We expected him to leave.
We expected to miss him.
I expected tears.
He expected, even amid the jitters, an uneventful trip.
We expected to see him again soon.
What we did not expect, was to see him so soon.
Almost out of the city limits, B’s phone rang. Our daughter joked “That’s J! He probably missed the flight.” Laughing, my husband answered the phone. His demeanor changed instantly. “You’re kidding….No….We’ll be there in 15 minutes.” Turning the car around, we headed back to the airport, traveling the same route for the second time in 3 hours. I didn’t know what to expect when we saw him. Would he be angry? Sad? Freaked out? The picture of calm, he stood, by the curb, carry-on and backpack at his sides. We greeted, got him settled back into the car, then listened to his story of being turned away at the gate because of visa issues. We heard how the airline employees were helpful and kind-even waiving the change of ticket fee. We drove north…again…to our sons XC meet, happy to be with our boy for a few more days, but feeling uneasy.We expected J to leave and emotionally invested in saying goodbye and when he didn’t leave, we felt emotionally spent.
That’s the thing about expectations, isn’t it?

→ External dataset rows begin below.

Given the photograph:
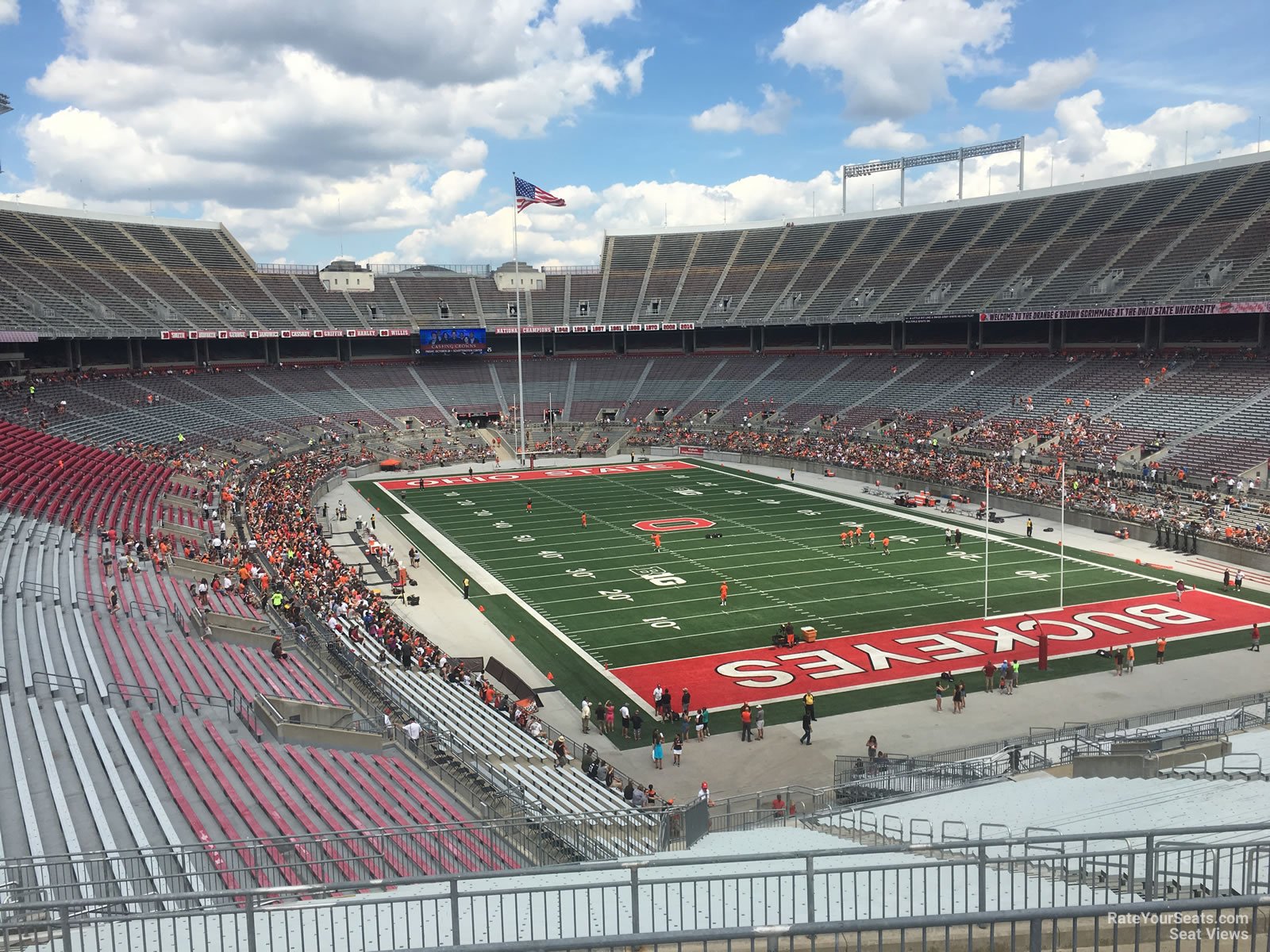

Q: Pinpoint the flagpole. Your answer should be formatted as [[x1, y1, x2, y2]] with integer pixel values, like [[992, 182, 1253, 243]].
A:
[[1058, 459, 1067, 608], [983, 466, 992, 618], [512, 171, 525, 466]]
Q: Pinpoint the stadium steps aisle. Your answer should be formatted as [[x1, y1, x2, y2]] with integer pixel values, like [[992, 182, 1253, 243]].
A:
[[489, 363, 514, 419], [326, 367, 398, 429], [406, 367, 459, 425]]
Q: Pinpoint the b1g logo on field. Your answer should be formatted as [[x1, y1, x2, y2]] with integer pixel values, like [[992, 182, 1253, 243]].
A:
[[631, 565, 688, 588], [631, 516, 714, 532]]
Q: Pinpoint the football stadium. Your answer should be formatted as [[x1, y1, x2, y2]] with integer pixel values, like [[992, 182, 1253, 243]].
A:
[[0, 7, 1270, 952]]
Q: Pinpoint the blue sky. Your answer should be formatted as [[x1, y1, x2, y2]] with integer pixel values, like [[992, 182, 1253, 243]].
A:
[[0, 0, 1270, 264]]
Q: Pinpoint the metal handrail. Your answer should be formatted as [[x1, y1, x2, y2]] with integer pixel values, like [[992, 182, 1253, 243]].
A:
[[106, 681, 159, 711], [30, 671, 87, 694]]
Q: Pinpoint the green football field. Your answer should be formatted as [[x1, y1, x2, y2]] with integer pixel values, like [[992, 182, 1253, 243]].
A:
[[365, 461, 1162, 669]]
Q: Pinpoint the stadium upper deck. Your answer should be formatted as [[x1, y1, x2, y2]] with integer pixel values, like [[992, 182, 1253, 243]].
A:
[[0, 155, 1270, 338]]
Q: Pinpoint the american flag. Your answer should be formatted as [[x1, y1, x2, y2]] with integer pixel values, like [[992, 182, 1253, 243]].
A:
[[512, 175, 564, 212]]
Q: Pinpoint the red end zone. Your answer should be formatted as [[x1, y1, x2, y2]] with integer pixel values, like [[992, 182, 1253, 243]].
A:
[[375, 459, 698, 490], [612, 592, 1270, 708]]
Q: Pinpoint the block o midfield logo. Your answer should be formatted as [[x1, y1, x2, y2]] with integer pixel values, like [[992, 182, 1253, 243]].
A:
[[631, 516, 714, 532]]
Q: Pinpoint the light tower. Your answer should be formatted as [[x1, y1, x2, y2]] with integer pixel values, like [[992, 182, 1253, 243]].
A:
[[0, 93, 13, 173], [842, 136, 1024, 214]]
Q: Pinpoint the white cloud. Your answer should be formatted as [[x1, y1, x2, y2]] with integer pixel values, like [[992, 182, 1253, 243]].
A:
[[691, 85, 798, 136], [940, 122, 1001, 146], [843, 119, 926, 152], [979, 49, 1099, 109], [14, 0, 640, 252], [622, 47, 656, 95], [773, 0, 1012, 119], [386, 171, 841, 264]]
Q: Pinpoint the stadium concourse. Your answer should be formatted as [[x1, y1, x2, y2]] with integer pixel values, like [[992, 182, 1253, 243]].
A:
[[326, 459, 1270, 802]]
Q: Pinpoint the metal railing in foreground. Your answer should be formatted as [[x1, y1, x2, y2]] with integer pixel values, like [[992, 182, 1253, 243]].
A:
[[853, 692, 1270, 777], [0, 827, 1270, 952]]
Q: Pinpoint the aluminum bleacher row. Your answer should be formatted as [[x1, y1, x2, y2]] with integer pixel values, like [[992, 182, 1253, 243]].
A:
[[0, 413, 670, 908], [7, 353, 1270, 477], [0, 424, 530, 910], [0, 155, 1270, 336]]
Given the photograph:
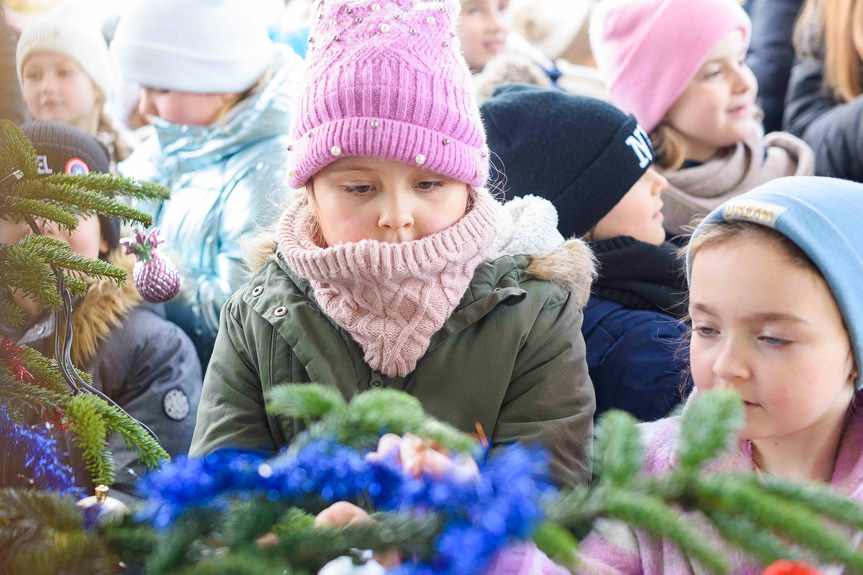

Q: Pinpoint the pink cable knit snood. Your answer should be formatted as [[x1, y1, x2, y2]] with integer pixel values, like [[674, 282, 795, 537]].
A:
[[278, 190, 496, 376]]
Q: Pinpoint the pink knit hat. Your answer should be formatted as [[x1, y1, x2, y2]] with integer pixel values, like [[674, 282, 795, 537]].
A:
[[590, 0, 751, 132], [288, 0, 488, 188]]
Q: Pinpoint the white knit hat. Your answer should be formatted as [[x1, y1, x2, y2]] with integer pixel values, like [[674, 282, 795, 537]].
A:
[[16, 7, 111, 98], [509, 0, 596, 60], [111, 0, 275, 94]]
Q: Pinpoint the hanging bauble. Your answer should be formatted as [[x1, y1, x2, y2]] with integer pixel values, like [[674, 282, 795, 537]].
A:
[[120, 227, 180, 303]]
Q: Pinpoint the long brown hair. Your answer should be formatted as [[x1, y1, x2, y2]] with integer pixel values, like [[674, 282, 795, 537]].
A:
[[794, 0, 863, 102]]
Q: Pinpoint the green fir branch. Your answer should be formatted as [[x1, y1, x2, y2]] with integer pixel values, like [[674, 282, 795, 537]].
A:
[[0, 296, 27, 327], [66, 393, 115, 486], [0, 374, 68, 419], [705, 510, 800, 565], [605, 489, 729, 574], [18, 234, 126, 285], [147, 508, 222, 575], [678, 389, 744, 469], [86, 395, 171, 469], [40, 181, 153, 226], [593, 411, 644, 486], [698, 476, 863, 573], [267, 383, 347, 423], [15, 346, 79, 398], [0, 195, 78, 231], [167, 550, 302, 575], [0, 119, 39, 178], [760, 475, 863, 531]]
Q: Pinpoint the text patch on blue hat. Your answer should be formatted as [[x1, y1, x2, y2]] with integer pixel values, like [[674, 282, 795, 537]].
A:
[[722, 199, 788, 229]]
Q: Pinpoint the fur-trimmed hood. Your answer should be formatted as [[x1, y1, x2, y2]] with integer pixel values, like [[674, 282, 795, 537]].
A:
[[245, 196, 597, 308], [14, 248, 144, 367]]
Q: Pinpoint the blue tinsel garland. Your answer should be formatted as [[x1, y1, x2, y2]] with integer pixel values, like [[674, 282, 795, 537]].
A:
[[0, 404, 76, 494], [138, 440, 550, 575]]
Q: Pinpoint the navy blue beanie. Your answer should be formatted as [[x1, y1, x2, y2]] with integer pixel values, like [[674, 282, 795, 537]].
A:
[[21, 120, 120, 258], [686, 176, 863, 389], [480, 84, 653, 237]]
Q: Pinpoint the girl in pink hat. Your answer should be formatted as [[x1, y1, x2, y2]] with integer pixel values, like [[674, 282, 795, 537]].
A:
[[590, 0, 814, 235], [191, 0, 595, 485]]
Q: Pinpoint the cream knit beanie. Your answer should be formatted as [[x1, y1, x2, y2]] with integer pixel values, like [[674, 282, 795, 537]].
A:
[[111, 0, 276, 94], [16, 7, 111, 98]]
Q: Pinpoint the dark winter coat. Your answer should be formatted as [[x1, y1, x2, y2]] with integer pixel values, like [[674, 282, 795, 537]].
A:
[[746, 0, 803, 133], [582, 236, 686, 421], [191, 240, 594, 485], [582, 296, 686, 421], [785, 24, 863, 182], [11, 254, 202, 502]]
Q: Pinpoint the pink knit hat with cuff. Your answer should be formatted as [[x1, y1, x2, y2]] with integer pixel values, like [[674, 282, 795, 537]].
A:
[[288, 0, 489, 188], [590, 0, 751, 132]]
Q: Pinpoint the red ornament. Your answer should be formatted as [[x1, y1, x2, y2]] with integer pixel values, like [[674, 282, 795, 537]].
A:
[[762, 559, 823, 575]]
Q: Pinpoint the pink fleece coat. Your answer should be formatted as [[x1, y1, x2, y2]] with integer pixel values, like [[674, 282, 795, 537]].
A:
[[579, 392, 863, 575]]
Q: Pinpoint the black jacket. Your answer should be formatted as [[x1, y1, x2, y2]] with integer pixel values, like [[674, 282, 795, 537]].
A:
[[746, 0, 803, 134], [784, 26, 863, 182]]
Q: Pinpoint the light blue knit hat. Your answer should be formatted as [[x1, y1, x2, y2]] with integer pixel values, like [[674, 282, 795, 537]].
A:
[[686, 177, 863, 389]]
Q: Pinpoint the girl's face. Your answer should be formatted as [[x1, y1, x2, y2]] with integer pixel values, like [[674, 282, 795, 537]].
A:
[[666, 30, 758, 162], [21, 52, 102, 133], [689, 238, 854, 445], [591, 168, 668, 246], [459, 0, 509, 74], [138, 87, 238, 126], [311, 157, 469, 246]]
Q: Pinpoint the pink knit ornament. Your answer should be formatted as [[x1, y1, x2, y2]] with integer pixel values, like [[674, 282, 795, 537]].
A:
[[289, 0, 488, 188], [120, 227, 180, 303], [278, 190, 496, 377]]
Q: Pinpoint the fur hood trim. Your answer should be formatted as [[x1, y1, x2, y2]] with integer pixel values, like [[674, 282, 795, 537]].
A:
[[242, 236, 279, 274], [71, 248, 144, 367], [525, 238, 597, 308]]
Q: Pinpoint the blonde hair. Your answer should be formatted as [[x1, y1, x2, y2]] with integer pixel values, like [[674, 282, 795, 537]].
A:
[[650, 123, 686, 172], [794, 0, 863, 102], [216, 68, 275, 125]]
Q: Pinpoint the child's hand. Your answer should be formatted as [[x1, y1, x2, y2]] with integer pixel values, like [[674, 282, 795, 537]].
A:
[[315, 501, 402, 575], [315, 501, 374, 528], [366, 433, 479, 479]]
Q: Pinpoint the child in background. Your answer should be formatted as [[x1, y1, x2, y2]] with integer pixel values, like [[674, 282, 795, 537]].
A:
[[191, 0, 594, 485], [579, 177, 863, 575], [111, 0, 301, 369], [784, 0, 863, 182], [590, 0, 814, 235], [474, 0, 608, 103], [16, 7, 132, 166], [458, 0, 509, 74], [481, 84, 686, 420], [0, 120, 202, 502]]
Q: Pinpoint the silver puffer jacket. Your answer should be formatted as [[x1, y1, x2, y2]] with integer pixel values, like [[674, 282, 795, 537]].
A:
[[119, 46, 302, 368]]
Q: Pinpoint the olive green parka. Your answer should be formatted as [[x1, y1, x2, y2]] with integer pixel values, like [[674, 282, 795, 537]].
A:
[[190, 240, 595, 485]]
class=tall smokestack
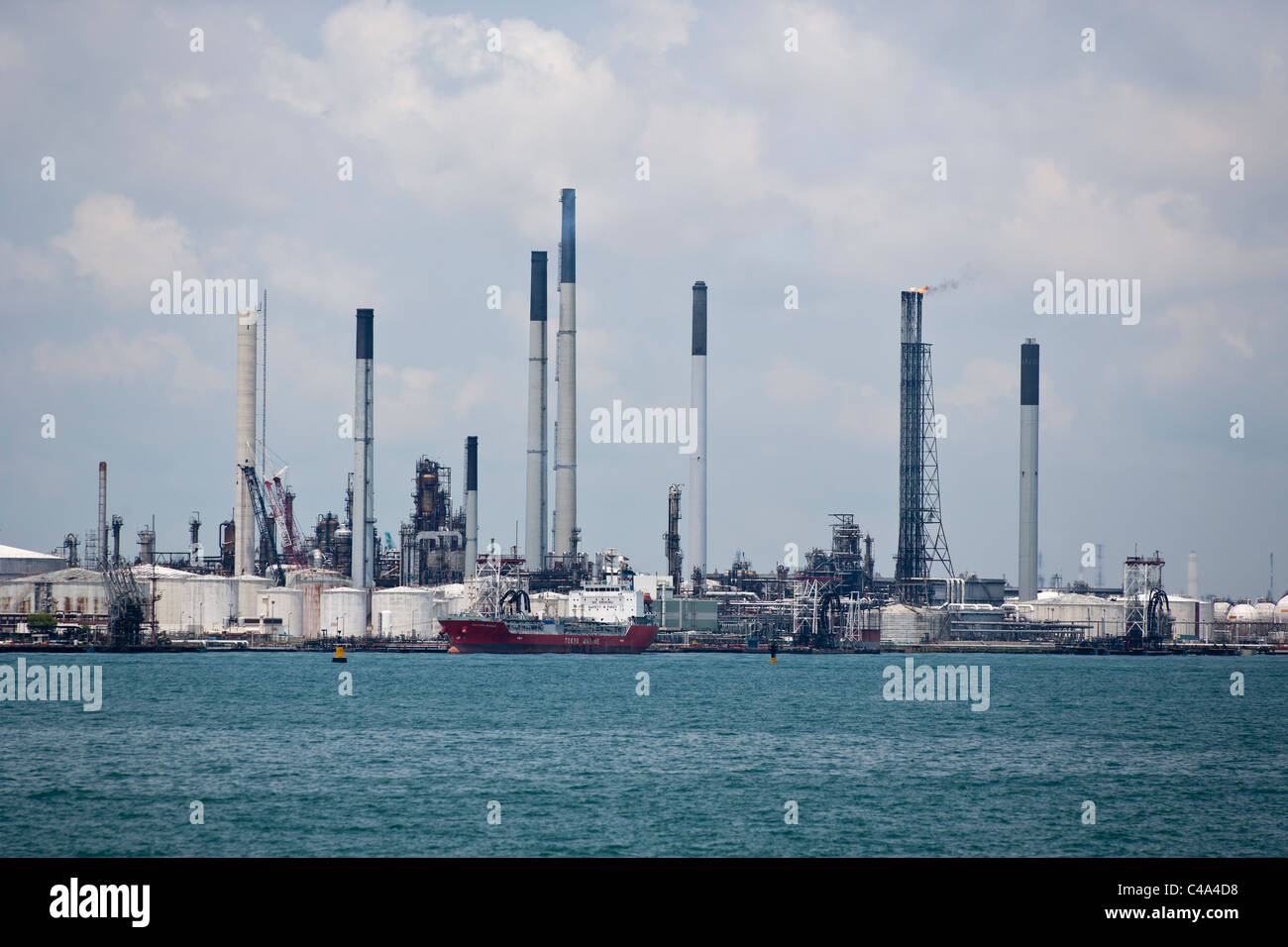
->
[554,187,577,567]
[233,309,259,576]
[465,434,480,569]
[98,460,107,573]
[1020,339,1038,601]
[523,250,550,570]
[690,279,707,579]
[350,309,376,588]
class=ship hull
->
[442,618,657,655]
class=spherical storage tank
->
[318,588,368,638]
[1275,595,1288,622]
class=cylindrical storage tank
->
[318,587,368,638]
[881,604,947,644]
[258,586,304,639]
[43,567,107,623]
[287,570,349,640]
[233,576,271,625]
[181,576,237,635]
[1168,596,1214,640]
[371,586,434,640]
[130,566,193,635]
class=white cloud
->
[51,194,198,301]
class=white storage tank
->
[371,587,434,640]
[286,567,349,640]
[130,566,194,635]
[258,586,304,639]
[1275,595,1288,622]
[181,576,237,635]
[318,587,368,638]
[1027,592,1127,638]
[232,576,271,618]
[881,603,948,644]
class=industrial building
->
[0,188,1288,650]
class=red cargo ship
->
[442,614,657,655]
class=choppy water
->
[0,653,1288,856]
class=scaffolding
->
[896,290,953,604]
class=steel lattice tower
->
[894,290,953,603]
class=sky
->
[0,0,1288,598]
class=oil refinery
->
[0,188,1288,651]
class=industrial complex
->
[0,188,1288,651]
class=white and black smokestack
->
[690,279,707,579]
[98,460,107,573]
[233,309,259,576]
[554,187,577,567]
[523,250,550,570]
[1019,339,1038,601]
[465,434,480,569]
[351,309,376,588]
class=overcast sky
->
[0,0,1288,596]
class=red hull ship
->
[442,616,657,655]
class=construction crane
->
[265,467,308,566]
[103,562,147,648]
[241,464,286,585]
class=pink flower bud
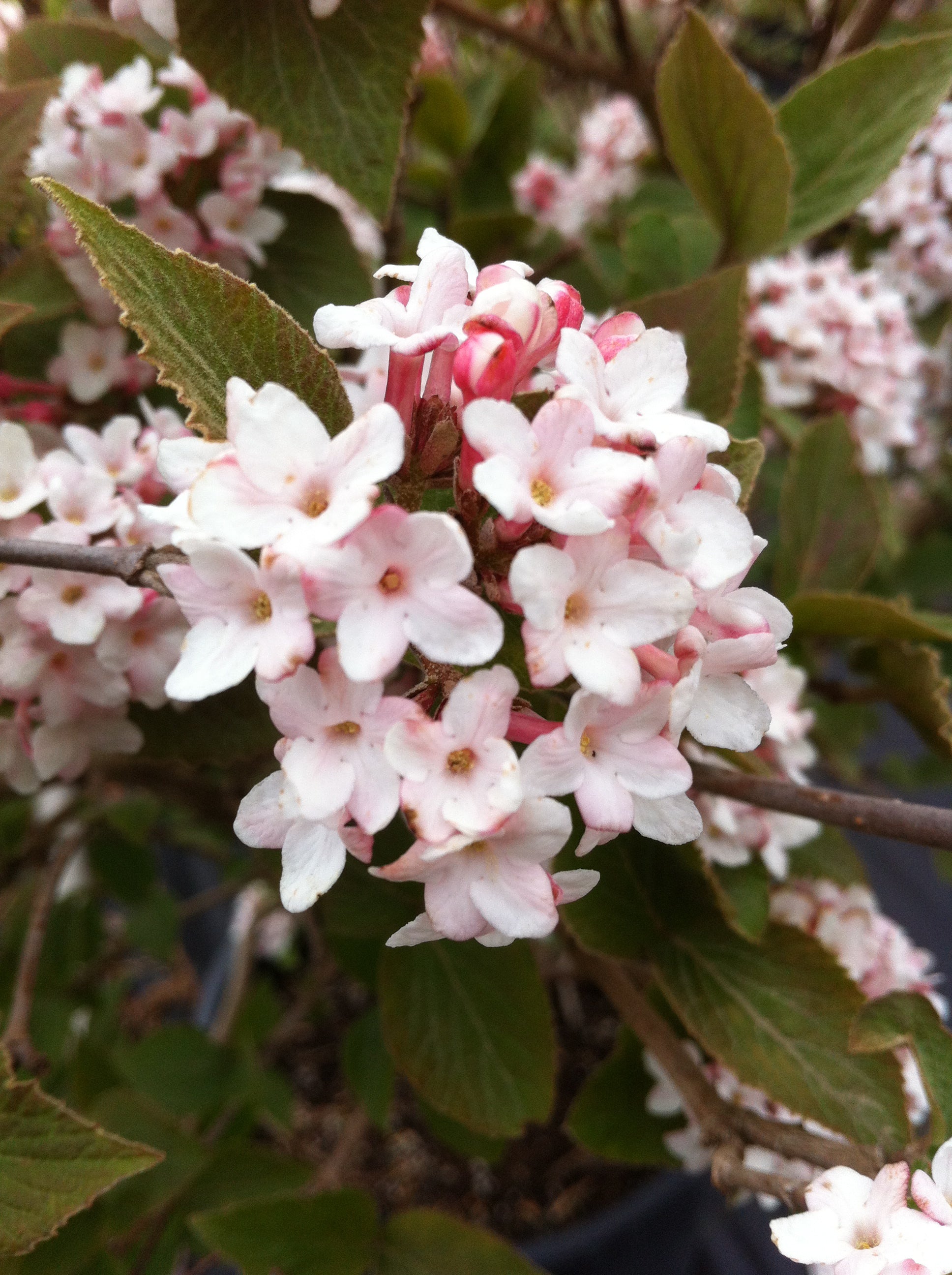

Without realizing it, we emotionally invest in them. We turn the expectation into a future reality and build our present life around it. Then, when the expected doesn’t become reality we’re not sure what to do. Even when we expected bad and received good, we can find it difficult to accept because we hadn’t conceived of it or planned for it.
I don’t know, maybe you’re not like that. Maybe it’s just me, but I feel like unmet, unfulfilled and unrealized expectations are a giant joy-killer in my life. But how do we hold onto hope without an expectation? I guess for me it comes down to what or who I’m hoping in or expecting anything from. When I expect things from my husband or my kids or friends or work or family, I’m inevitably disappointed at some point because we’re all human and we all let each other down. We can’t possibly live up to other’s expectations. But when I purposefully only expect my daily *needs* to be met by God–who I believe to be my Creator, Sustainer, Savior and Life-giver– then, in humility, I can let people be people and God be God. I’m much less prone to disappointment and disillusionment if I’m not looking to others (or myself) to meet all my needs and expectations. I’m continuing to learn that my future hope doesn’t lie in human expectations, but in Divine provisions.
I try, like the poet-king, David, said in Psalm 62 to Find rest, my soul, in God alone; My only hope and salvation.